Allahabad Bank has cut the marginal cost-based interest rate (MCLR) of 0.05% with different maturity periods. The revised rates will be effective from 14 February. The bank told the BSE that its Asset Responsibility Management Committee reviewed the existing MCLR and decided to cut it by 0.05% for all maturity periods.
The bank said that the MCLR of one year maturity period loans has come down from 8.30% to 8.25%. Similarly, the MCLR for one day, three months and six months have come down from 7.75% to 8.10%. The MCLR of loans with a maturity of one month is unchanged.
Earlier, State Bank of India has also cut MCLR by 0.05%. SBI has implemented the revised MCLR from 10 February itself. SBI has cut MCLR for the ninth time in a row. After this deduction, the MCLR of various maturity period loans has come down to 7.85%.

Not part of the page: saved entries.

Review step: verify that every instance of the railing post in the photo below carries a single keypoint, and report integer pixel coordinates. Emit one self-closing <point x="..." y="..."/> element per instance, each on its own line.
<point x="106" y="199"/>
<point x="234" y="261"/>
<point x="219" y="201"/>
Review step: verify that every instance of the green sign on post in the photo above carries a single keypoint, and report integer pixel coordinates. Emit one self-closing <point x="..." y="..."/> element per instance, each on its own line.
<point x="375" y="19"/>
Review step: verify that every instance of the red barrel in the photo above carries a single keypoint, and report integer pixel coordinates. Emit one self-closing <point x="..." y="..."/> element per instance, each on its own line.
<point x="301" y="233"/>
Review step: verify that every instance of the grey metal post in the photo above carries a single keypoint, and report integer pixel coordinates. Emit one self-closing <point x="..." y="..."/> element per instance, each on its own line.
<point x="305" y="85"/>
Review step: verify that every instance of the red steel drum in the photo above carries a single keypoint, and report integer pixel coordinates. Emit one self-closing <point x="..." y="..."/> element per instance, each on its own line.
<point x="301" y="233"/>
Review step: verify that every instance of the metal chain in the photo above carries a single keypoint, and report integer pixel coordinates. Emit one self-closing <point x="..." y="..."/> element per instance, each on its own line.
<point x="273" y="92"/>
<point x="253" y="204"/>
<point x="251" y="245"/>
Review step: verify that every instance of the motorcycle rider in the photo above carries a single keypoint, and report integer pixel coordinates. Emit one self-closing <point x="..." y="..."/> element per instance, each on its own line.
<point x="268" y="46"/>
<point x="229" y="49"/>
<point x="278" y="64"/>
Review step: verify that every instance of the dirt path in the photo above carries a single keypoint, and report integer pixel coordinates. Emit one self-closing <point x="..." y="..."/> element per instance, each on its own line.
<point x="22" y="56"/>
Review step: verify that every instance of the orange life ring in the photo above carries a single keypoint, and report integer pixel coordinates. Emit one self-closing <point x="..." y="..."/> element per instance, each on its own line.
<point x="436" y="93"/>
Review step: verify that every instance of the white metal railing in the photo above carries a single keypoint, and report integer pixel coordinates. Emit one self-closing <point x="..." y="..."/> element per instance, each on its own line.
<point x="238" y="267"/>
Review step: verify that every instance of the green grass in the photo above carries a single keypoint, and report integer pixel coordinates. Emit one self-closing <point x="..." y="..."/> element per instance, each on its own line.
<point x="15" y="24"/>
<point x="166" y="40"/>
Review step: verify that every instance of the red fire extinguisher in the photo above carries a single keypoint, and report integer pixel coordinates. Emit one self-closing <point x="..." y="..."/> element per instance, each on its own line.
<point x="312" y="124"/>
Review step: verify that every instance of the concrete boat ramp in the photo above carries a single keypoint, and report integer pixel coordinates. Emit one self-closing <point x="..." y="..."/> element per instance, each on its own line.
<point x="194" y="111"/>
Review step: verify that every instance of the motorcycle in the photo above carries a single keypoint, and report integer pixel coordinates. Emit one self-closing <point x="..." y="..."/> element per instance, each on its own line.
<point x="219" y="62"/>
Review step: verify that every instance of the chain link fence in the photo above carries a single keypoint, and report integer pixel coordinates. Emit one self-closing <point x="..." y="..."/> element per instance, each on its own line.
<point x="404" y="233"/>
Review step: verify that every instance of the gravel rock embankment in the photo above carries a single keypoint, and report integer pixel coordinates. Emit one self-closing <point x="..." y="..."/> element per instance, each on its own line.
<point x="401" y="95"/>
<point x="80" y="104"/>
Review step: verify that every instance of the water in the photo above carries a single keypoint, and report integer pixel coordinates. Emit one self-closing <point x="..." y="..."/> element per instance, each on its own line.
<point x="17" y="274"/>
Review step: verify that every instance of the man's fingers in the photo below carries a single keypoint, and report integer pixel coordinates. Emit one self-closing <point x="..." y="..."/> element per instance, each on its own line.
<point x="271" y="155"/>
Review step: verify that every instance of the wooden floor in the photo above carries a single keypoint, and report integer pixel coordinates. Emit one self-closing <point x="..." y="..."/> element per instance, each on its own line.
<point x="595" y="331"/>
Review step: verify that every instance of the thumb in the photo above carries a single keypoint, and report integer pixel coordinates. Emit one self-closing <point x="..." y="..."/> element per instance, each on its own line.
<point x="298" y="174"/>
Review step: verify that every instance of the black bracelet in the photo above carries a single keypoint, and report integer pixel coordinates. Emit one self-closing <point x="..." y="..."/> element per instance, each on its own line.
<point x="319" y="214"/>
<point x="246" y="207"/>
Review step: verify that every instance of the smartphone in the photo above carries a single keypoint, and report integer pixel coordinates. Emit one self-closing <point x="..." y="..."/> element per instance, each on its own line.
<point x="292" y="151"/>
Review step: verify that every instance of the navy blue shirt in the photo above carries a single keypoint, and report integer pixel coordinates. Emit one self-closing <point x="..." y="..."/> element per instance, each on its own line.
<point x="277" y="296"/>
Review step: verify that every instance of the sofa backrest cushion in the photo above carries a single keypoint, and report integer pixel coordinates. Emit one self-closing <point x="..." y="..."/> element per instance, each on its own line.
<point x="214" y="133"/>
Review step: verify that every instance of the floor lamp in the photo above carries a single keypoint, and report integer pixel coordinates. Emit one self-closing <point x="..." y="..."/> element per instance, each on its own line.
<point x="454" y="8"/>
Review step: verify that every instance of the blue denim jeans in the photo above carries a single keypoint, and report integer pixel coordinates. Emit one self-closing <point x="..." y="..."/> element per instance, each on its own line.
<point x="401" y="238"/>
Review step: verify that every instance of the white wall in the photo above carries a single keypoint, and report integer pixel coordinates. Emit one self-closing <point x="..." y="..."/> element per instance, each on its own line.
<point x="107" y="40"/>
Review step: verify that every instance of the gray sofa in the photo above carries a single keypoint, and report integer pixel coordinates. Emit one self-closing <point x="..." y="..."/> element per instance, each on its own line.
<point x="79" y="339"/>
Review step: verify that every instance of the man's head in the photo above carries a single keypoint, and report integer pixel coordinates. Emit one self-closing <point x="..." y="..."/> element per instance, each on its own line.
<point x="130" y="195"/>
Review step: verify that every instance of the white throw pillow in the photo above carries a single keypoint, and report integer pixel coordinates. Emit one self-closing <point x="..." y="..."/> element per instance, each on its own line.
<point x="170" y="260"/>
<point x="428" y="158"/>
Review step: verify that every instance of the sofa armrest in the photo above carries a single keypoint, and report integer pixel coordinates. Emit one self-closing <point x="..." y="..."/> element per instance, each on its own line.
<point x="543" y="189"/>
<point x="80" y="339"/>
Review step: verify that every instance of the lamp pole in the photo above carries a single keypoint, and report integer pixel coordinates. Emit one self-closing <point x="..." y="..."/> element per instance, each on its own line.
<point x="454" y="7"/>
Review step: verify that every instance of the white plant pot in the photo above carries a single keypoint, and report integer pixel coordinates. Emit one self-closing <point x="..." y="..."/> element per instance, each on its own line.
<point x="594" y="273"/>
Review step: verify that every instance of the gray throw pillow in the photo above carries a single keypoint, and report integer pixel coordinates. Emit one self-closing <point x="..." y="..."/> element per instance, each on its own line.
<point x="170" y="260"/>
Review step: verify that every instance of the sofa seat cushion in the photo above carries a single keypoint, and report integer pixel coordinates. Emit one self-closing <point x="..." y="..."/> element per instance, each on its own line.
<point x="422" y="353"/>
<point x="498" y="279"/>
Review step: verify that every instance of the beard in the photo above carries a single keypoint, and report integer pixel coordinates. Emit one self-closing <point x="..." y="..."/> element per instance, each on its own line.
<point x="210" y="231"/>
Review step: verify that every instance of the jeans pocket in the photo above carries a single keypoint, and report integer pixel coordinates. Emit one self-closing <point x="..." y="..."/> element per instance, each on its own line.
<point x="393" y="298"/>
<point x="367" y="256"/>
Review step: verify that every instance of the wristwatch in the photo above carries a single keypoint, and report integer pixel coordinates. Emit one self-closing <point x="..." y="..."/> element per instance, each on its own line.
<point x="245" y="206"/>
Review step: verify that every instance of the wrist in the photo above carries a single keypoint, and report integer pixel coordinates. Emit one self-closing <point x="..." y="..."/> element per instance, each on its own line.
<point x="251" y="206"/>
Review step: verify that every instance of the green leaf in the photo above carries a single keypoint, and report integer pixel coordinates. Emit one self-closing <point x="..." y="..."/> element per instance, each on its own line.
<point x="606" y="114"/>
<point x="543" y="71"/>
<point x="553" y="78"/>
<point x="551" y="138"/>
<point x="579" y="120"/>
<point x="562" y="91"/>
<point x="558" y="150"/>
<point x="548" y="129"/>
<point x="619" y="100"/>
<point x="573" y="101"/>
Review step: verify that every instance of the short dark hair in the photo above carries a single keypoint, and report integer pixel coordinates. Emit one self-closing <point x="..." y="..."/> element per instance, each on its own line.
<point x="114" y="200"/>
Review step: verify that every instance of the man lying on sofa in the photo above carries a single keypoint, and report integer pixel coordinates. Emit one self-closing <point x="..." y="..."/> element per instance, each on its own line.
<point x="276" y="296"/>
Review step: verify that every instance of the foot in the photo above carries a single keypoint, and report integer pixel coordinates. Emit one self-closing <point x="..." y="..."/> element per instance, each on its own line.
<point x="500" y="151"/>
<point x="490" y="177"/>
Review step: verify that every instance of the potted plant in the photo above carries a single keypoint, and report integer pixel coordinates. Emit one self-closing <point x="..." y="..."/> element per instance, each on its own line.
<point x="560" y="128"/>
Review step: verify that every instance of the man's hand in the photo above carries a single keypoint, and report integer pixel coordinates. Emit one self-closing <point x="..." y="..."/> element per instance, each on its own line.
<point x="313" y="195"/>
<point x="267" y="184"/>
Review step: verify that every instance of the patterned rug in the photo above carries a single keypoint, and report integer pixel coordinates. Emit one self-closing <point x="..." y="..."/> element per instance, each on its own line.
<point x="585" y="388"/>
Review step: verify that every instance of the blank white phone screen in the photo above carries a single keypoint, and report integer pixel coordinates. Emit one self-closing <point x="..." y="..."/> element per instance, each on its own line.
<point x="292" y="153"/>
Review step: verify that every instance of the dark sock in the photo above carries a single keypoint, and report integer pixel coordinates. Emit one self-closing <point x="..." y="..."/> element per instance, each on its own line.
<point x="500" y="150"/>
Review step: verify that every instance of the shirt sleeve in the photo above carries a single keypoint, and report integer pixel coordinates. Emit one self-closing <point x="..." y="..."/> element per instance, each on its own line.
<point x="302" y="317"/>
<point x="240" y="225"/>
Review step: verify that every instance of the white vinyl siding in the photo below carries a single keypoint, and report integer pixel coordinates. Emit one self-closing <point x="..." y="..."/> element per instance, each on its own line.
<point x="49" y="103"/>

After SBI, Bank of Baroda (BOI) has also informed that MCLR has been reduced from 7.65% to 7.60% on loans with different maturities. In the Stock Exchange Filling, the bank has also stated that this new revision in MCLR will be implemented from 12 January 2020. With this, the MCLR has increased to 7.65% for one night, 7.60% for one month, 7.80% for three months, 8.10% for six months and 8.25% for one year in this bank.
Earlier, in January, the SBI had launched a unique scheme to revive the real estate sector, which is reeling under heavy depression. Under this scheme, if the homebuyers are unable to get possession of the house at the scheduled time, then the bank will return the entire principal amount to the customer. This refund scheme will be valid till the builder gets the occupation certificate.
This is not the first reduction in MCLR in the recent past. In December, SBI, BOI and private-sector HDFC Bank had cut the marginal cost-based interest rate of funds of various duration funds by 0.20%, which had made all types of loans cheap already.
In 2018, however, the rates fluctuated. In February that year, old home loans became cheaper with the RBI asking banks to link the base rate with MCLR, which was more sensitive to policy rate signals.
The very next month, the SBI and Punjab National Bank had raised their lending rates by up to 20 basis points, a move that increased the interest rates on existing as well as home, auto loans and personal loans.